Tuesday 11 July 2017

Ethereum Mining

All the kids are doing it. I've been doing it too for a while with 3 cards. And it's a total waste of money. Don't do it! Don't bother! Stick your money in something else, BUY Ethereum if you must!

The problem is that we're all fighting over the same piece of pie. The more miners, the smaller the share. And before you shout "You just want it all for yourself!" and pull out the pitchforks, let me explain why it's too late, and why I'll shortly be stopping.

Rewind back to late May 2017 when the price shot up to $200. I assume a larger contributing force behind this were investors in Japan and elsewhere in Asia realizing that bitcoin was technically less capable than it's newer cousin, Ethereum. Several Asian exchanges started supporting it. Japan introduced a law legitimizing crypto-currencies and the rest was greed feeding greed.

Of course, I joined the bandwagon. I got in around here and shortly after the price shot up to $400. At the peak, my little 3 card setup was making me almost $20 USD a day. It's around this point that I imagine everyone doing this pats themselves on the back, tells themselves how clever they are and does an entirely unrealistic projection of how much money they are going to make.

Since then, the value has dropped back to ~$220 USD but the miners haven't stopped. They've been piling on like crazy. News of GPU shortages have only piqued interest and fueled the fire further. What these punters are forgetting to factor in is not just the price correction, but the difficulty increase. I thought I was clever. I thought I had factored it in but my projections were off. It turns out the world is far sillier and greedier than I expected.

Ethereum, like all proof-of-work crypto-currencies, targets a certain "block rate". This is effectively the rate at which blocks of the transaction ledger get signed off on.

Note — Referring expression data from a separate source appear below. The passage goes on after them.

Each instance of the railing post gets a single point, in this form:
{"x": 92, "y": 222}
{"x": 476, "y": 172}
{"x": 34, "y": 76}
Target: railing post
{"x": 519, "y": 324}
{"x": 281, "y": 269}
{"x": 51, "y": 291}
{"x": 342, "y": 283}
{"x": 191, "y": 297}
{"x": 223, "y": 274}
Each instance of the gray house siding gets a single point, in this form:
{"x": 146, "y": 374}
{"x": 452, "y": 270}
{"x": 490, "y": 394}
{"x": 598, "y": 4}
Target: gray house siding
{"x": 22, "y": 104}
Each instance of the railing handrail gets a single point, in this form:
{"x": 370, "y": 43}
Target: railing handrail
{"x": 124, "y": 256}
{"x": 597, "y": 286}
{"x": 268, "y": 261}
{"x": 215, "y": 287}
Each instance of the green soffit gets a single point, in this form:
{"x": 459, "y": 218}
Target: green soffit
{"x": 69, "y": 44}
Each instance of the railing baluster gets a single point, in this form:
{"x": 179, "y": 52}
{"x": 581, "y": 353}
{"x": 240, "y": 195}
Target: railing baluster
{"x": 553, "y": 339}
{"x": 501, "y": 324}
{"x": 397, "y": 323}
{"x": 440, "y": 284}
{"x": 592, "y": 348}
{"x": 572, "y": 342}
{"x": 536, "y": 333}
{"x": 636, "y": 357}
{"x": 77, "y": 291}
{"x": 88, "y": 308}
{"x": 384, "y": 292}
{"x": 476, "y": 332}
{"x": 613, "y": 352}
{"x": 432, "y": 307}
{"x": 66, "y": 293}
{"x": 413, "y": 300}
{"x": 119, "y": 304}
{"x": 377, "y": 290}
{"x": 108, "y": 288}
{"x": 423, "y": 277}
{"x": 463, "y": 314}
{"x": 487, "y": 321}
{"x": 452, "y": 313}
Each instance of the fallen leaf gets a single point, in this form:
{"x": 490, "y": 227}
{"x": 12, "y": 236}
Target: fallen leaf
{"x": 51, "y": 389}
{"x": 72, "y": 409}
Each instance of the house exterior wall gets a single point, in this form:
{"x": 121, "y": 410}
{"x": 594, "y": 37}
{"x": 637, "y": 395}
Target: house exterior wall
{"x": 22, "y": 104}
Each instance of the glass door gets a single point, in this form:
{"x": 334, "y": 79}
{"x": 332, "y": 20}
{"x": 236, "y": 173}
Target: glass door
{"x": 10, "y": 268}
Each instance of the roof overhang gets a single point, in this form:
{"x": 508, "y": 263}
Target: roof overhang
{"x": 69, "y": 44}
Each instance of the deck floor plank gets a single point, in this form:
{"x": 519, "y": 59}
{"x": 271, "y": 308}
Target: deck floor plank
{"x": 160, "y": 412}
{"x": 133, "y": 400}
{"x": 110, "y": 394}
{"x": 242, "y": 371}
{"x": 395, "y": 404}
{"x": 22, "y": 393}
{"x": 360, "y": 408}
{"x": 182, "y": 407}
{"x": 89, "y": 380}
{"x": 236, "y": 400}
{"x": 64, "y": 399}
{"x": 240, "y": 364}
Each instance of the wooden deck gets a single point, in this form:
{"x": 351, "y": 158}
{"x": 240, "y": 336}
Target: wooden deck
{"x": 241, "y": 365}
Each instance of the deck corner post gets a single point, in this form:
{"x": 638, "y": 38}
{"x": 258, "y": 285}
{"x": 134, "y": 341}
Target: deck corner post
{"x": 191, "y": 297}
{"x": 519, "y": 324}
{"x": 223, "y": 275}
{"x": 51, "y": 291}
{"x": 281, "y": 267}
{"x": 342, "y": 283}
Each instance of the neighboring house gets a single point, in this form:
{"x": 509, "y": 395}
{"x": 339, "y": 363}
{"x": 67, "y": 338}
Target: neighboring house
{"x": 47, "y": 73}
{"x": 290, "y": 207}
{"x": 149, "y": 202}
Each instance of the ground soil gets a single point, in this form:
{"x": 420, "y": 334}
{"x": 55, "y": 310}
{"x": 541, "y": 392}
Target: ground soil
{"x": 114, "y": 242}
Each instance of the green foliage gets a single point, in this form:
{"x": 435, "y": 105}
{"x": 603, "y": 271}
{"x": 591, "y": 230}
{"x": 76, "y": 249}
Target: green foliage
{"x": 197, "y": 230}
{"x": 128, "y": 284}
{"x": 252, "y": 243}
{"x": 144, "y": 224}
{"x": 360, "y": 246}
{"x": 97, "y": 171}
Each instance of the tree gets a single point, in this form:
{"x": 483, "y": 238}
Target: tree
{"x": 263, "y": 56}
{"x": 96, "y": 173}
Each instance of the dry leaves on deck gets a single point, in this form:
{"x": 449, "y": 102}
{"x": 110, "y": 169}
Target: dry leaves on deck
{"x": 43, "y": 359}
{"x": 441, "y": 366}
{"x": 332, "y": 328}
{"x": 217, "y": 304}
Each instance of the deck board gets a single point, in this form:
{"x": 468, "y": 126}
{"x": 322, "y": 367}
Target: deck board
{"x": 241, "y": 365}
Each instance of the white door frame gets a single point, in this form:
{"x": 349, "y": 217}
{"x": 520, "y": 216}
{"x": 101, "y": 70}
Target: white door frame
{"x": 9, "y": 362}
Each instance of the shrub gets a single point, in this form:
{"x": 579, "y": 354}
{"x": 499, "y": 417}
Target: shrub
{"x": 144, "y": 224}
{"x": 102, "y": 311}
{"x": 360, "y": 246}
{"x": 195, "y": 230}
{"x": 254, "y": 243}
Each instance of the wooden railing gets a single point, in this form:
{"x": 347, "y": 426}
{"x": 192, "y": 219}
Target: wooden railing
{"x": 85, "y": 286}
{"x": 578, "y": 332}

To avoid any old person declaring their ledger is the ledger, miners spend a lot of time working on solving a complex computing problem. The one that solves it gets their name attached to the ledger and 5 ETH for their trouble. The network is designed so that this happened with a median time of 15 seconds.

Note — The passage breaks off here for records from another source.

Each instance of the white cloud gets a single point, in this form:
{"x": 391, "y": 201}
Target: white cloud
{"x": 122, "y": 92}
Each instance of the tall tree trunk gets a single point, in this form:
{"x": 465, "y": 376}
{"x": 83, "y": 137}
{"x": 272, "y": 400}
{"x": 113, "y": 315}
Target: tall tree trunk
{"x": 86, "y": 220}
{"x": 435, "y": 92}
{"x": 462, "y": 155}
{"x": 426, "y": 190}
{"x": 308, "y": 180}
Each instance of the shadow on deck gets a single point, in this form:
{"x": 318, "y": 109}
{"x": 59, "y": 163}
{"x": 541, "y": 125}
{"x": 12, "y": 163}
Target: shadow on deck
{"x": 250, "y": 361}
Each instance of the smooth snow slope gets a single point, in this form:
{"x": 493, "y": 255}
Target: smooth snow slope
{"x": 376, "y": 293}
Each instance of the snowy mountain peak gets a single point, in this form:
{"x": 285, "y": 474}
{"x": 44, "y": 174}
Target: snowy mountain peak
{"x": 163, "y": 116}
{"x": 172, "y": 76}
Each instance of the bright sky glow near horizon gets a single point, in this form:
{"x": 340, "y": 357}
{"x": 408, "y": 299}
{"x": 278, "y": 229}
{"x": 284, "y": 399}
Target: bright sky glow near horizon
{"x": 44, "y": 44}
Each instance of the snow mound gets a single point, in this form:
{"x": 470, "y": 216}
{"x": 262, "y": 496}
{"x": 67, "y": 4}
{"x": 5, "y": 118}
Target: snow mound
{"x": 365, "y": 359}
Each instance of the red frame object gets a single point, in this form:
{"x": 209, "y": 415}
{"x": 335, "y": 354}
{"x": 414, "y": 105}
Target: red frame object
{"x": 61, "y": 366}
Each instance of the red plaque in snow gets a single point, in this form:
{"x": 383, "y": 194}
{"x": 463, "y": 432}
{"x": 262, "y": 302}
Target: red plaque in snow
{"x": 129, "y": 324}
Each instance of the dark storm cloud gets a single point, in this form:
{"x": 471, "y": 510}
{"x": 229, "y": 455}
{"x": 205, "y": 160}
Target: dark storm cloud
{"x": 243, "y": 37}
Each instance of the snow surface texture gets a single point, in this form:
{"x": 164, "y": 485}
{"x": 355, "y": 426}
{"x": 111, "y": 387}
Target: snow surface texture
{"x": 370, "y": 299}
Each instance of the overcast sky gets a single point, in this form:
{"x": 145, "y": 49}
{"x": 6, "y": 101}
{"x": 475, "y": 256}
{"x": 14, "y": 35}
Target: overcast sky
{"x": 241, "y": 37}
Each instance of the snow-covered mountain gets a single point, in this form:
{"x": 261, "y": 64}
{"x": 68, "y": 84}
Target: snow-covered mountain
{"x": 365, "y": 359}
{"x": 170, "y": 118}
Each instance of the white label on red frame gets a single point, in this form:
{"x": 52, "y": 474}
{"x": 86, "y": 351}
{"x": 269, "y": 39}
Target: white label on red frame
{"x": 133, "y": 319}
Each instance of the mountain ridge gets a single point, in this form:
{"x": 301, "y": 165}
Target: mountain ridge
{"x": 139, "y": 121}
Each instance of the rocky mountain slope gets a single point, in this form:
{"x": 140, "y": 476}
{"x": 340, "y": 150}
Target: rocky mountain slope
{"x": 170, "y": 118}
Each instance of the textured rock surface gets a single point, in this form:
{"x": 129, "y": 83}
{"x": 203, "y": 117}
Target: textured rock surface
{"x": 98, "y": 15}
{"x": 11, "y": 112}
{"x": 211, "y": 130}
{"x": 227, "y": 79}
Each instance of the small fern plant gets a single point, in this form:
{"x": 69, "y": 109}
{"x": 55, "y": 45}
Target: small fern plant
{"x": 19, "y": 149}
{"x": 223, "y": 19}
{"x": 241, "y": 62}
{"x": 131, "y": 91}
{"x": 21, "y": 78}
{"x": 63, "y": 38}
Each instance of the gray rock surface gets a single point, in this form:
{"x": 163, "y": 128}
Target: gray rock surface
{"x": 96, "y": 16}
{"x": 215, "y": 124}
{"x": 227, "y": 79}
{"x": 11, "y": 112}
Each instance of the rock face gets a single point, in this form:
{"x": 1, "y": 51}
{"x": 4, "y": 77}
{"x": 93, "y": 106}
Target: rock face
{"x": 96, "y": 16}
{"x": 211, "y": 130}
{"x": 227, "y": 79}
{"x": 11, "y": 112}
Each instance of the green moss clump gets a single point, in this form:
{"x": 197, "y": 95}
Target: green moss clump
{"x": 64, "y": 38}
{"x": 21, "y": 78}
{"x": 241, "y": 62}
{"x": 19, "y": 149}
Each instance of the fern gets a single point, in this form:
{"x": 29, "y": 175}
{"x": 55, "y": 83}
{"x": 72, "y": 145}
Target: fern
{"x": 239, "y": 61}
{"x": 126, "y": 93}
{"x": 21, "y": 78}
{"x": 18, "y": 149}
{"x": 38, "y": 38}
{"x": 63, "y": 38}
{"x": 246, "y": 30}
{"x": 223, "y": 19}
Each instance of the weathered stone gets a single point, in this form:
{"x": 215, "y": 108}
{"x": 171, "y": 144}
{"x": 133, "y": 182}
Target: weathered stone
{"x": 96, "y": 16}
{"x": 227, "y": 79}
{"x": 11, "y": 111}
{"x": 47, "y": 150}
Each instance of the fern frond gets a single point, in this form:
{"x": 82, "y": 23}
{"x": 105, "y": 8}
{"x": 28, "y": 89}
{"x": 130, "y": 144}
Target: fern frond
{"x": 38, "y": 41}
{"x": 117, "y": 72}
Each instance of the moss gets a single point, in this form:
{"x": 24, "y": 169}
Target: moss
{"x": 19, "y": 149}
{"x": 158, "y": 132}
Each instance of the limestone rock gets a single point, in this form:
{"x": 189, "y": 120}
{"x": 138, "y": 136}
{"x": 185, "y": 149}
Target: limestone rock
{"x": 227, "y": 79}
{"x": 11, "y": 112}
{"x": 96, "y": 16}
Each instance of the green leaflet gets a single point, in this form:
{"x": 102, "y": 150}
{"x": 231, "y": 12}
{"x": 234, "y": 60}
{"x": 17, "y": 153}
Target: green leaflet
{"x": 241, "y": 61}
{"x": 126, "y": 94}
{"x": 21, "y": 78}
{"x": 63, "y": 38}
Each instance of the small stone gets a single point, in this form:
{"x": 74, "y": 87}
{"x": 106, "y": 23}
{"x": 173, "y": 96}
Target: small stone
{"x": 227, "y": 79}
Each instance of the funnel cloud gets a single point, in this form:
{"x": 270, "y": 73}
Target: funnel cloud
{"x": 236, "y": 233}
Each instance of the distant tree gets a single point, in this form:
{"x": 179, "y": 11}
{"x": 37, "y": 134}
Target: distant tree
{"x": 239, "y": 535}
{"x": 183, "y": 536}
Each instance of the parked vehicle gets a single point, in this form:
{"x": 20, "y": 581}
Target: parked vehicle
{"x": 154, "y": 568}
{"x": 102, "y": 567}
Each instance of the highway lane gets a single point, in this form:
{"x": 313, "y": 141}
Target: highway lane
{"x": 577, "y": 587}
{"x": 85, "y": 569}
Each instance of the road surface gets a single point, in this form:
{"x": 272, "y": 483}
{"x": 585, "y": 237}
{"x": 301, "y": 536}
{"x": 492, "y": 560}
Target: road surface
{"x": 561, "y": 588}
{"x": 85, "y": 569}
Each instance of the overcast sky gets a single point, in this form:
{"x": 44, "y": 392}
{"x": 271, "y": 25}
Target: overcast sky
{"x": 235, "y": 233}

To simply that even further: Every hour, roughly 1200 ETH at $225 each ($270kUSD), is up for grabs for miners.

It's easy to see why a gold rush was inevitable. But....

See that little red box on the difficulty evolution. Thats a bump of over 100 trillion in difficulty. At 33MH/s hashing rate (a single GTX1070 graphics card), that's equivalent to 30 million cards jumping on the mining bandwagon... overnight! Yes, there is some statistical error in there, but in any case it's a big increase!

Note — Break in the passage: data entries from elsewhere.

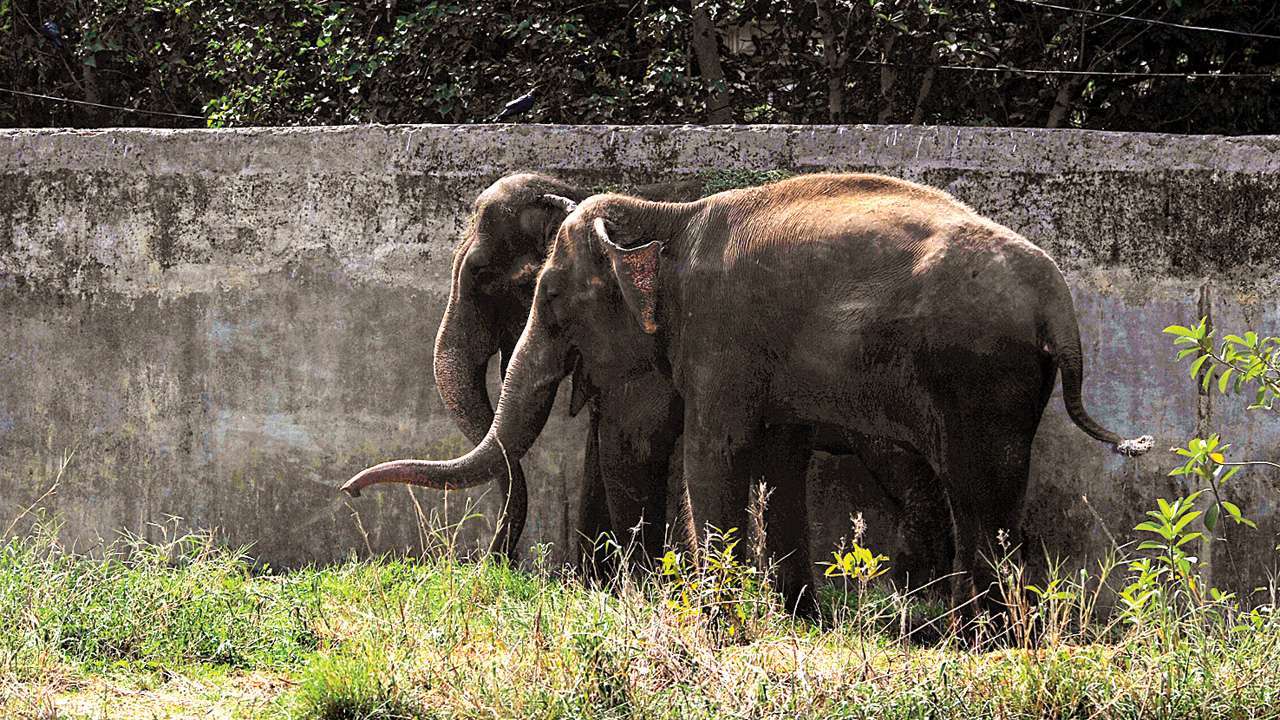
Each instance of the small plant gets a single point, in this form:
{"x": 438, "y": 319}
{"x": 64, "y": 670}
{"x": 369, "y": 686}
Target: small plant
{"x": 347, "y": 687}
{"x": 1240, "y": 364}
{"x": 720, "y": 588}
{"x": 720, "y": 181}
{"x": 856, "y": 564}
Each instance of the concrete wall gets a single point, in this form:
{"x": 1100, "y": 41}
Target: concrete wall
{"x": 225, "y": 324}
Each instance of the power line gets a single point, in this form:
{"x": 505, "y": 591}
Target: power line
{"x": 100, "y": 104}
{"x": 1033, "y": 72}
{"x": 1148, "y": 21}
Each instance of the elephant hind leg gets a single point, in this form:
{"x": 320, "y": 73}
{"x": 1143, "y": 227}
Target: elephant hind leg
{"x": 782, "y": 465}
{"x": 987, "y": 479}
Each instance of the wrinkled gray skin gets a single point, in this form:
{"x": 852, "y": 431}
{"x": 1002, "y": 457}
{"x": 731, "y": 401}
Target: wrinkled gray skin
{"x": 839, "y": 305}
{"x": 632, "y": 427}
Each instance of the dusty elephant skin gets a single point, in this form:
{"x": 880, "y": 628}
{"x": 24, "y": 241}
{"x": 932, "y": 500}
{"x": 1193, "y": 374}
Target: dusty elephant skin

Current returns are only a few dollars a day and electricity needs to be factored into that. Paying back your $500 graphics cards is going to take you an eternity if current trends continue.


What happened, I suspect, is that some early big investors bought ETH and then realized the markup they were paying and have decided to mine instead. Meanwhile, ICOs rode the hype, sucking money out of the system by driving up demand and then cashing out. There have also been exchange hacking and network capacity issues that have scared people off.

I have seen photos of shops that churn out hundreds of rigs with thousands of cards at inflated prices. These are making the news and gullible first timers are jumping in without understanding the ecosystem. The clever money at the moment is in selling the shovel to the gold miner I assume...

I imagine there are a lot of people out there that have invested in this with cards on back-order so there is a delay in adding capacity to the network but already we're dangerously cost to returns dipping below the cost of electricity.

For me, I was going to burn the electricity on heating anyway so I'll continue through the winter and then sell it all off. It was an interesting flash in the pan, but still just a flash.